Channel 10 owner Yosef Maiman is in preliminary talks to acquire one of two franchisees at rival Channel Two, Reshet or Keshet, according to sources close to the talks. The sources said parallel, separate talks have been conducted for the past few weeks with the franchisees, which face a decision regarding continued broadcasts under the new conditions set by the Second Broadcasting Authority for extending their licenses, conditions they have called financially unreasonable.
The sources noted that Maiman plans to improve his fledgling commercial channel's rating by acquiring popular programs as well as their professional capability to produce such shows, attracting advertisers to the channel. Associates of the franchisees estimated yesterday that the three companies together are valued at $80 million. Maiman and Keshet recently received Antitrust Commissioner Dror Strum's approval to hold talks on the subject of costs, contingent on those talks not deviating from coordinating broadcast content.
Keshet's spokeswoman denied that the sale of the company is being discussed.
Sources close to Channel Two franchisee Telad noted that a year ago talks were held regarding business cooperation between the company and Channel 10, but they ended with no results. And the sources said no such talks are being conducted today.
Reshet's response was unavailable yesterday.
Maiman's holding company Merhav refused to comment, noting that it would report on the talks when agreements reached justified it.
Maiman is simultaneously negotiating the entry of a strategic partner in Channel 10. Negotiations are being conducted with European investment group Apax and with a South American communications group.

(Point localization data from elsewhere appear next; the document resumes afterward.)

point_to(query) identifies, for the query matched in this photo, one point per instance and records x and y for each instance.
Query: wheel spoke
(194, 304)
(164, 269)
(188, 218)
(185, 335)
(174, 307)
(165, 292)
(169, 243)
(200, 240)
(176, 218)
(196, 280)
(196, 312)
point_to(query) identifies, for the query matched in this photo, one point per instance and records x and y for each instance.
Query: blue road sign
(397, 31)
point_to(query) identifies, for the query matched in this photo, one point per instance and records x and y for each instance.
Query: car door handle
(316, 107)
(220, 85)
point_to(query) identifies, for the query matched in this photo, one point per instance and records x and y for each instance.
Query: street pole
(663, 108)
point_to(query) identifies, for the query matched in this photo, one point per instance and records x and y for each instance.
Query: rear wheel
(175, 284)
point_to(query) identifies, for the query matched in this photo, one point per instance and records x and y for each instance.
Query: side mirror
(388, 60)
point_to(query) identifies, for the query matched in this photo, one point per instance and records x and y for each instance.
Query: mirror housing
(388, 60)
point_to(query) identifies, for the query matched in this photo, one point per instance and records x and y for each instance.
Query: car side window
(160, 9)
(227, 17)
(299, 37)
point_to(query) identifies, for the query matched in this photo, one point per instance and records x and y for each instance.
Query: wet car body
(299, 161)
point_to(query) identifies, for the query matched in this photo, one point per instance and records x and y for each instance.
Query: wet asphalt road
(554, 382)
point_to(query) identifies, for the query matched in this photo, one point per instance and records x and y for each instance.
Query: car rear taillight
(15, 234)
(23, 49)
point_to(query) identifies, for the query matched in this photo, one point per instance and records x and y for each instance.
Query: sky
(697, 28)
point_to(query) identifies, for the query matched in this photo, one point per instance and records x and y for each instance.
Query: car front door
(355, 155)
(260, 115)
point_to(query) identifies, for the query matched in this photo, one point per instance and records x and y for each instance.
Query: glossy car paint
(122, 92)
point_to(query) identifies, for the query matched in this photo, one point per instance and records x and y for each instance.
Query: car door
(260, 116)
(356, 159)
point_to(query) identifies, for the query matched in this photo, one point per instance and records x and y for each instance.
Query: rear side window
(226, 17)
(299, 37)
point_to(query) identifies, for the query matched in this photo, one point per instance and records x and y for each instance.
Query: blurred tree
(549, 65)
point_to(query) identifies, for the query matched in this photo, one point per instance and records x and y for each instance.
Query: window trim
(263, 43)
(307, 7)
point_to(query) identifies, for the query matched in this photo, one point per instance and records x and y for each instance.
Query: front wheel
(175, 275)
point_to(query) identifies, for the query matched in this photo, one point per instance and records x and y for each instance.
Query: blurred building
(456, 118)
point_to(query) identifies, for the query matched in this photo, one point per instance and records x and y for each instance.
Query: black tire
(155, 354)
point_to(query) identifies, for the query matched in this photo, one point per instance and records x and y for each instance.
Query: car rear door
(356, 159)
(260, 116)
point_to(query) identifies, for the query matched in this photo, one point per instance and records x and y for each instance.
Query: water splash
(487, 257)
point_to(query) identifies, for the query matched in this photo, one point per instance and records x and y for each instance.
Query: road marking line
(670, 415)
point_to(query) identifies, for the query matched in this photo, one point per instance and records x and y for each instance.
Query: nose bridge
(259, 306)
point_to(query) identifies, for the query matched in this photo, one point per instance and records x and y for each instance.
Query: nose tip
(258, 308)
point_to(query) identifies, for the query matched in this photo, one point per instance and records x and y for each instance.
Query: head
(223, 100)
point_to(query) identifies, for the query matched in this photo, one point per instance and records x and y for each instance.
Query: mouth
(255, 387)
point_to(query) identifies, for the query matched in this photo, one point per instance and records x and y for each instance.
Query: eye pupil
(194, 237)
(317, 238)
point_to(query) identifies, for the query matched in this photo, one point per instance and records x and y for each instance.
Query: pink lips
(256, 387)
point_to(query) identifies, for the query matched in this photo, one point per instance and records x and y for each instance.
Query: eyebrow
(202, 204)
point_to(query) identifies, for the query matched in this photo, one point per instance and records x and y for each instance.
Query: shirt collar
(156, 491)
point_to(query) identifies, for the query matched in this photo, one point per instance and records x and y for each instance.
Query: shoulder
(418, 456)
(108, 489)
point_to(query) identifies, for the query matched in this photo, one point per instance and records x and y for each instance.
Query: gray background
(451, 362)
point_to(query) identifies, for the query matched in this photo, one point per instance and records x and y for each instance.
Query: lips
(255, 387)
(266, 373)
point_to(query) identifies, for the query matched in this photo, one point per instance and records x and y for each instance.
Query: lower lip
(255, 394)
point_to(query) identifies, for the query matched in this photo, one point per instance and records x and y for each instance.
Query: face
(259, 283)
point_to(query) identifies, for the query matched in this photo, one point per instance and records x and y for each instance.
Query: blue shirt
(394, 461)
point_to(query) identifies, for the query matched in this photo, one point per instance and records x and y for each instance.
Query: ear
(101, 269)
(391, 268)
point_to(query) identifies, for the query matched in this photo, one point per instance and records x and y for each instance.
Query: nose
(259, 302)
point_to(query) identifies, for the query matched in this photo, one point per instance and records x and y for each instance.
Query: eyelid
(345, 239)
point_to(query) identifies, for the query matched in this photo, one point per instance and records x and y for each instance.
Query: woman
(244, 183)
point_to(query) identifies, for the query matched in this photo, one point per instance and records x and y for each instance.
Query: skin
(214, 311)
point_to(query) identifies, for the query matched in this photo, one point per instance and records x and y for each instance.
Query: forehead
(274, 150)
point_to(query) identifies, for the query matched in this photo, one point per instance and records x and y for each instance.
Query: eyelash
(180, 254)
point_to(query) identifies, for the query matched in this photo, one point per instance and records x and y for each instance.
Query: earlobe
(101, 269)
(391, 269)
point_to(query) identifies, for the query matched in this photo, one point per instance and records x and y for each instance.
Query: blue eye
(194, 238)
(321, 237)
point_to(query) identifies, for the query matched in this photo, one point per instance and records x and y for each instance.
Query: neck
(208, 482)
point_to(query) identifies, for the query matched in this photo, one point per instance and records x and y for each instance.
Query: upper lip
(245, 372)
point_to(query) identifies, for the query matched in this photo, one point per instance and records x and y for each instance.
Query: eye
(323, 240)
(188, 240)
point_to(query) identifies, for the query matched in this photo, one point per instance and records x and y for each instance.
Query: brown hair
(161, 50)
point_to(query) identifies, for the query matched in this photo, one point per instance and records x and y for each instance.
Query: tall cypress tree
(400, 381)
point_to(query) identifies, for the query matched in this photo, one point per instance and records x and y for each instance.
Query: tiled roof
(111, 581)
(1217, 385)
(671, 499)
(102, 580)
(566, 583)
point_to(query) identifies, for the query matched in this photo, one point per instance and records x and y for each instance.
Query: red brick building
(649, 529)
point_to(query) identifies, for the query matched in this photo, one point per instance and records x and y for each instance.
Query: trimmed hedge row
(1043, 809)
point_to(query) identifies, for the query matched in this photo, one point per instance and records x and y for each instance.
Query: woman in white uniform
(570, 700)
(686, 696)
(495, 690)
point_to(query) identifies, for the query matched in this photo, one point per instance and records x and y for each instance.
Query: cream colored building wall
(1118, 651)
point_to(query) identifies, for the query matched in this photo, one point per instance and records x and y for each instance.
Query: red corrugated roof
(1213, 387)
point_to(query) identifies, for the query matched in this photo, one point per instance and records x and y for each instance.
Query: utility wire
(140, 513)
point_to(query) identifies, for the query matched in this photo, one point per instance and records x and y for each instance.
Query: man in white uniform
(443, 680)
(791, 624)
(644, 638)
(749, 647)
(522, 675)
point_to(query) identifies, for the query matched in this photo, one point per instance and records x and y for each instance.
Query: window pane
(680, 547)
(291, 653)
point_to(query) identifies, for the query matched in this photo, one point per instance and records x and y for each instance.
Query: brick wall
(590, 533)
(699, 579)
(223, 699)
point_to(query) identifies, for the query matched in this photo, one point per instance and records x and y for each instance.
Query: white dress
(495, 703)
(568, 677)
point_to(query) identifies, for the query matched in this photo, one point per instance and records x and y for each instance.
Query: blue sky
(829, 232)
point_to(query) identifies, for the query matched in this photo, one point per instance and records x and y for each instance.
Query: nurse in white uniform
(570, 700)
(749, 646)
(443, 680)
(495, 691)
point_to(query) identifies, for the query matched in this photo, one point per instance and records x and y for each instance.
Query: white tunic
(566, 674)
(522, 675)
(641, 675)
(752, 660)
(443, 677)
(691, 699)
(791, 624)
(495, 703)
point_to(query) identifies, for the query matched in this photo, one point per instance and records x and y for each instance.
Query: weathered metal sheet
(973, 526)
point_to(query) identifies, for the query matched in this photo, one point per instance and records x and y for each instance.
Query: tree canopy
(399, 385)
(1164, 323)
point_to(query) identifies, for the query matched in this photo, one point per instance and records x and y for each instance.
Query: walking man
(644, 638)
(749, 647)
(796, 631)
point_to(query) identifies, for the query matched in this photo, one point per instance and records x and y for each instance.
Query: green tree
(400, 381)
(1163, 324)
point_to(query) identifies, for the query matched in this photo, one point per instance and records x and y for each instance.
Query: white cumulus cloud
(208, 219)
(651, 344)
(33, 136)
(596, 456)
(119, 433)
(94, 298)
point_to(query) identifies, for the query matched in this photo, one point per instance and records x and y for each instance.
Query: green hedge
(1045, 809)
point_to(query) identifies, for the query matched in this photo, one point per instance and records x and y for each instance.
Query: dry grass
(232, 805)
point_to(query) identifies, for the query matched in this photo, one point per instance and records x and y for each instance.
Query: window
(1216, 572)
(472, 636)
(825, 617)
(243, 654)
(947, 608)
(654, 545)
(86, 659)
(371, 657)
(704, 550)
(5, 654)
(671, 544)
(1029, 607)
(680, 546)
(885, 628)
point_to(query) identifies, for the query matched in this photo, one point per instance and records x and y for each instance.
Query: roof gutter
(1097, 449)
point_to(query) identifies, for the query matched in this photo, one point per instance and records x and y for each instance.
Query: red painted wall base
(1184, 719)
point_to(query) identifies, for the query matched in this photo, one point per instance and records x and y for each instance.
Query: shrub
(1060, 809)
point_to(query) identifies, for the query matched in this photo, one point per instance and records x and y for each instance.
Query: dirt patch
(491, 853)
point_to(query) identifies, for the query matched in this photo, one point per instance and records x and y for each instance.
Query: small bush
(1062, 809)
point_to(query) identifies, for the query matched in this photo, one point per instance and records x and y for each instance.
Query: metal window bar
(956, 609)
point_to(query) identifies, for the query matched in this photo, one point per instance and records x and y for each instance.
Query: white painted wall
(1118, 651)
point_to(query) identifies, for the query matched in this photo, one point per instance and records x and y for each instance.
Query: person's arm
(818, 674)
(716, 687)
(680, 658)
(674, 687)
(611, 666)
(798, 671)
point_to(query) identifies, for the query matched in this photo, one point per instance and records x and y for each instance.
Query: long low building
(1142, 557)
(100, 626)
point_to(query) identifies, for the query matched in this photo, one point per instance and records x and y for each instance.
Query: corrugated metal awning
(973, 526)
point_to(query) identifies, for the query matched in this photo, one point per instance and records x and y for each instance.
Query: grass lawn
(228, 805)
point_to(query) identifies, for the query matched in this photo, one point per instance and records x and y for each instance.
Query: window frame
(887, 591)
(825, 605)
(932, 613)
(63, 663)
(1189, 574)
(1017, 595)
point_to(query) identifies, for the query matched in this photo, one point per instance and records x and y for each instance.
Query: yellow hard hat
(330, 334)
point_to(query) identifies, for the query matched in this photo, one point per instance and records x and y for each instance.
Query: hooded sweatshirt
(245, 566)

Maiman has become the primary investor in Channel 10 in the past year, after injecting NIS 85 million into the venture in 2002. Since its establishment, Maiman has invested NIS 150 million of the total NIS 300 million put into the channel, including bank leverage.
Channel 10's business plan projects the owners absorbing losses for the coming years, injecting another NIS 150 million in 2003.
In order to reduce these losses, Maiman is apparently in both trying to introduce a strategic partner that will immediately relieve the burden, as well as moving on the acquisition of a company with proven capabilities for advertisers, and this would substantially improve Channel 10's revenue stream in the medium- and long-term.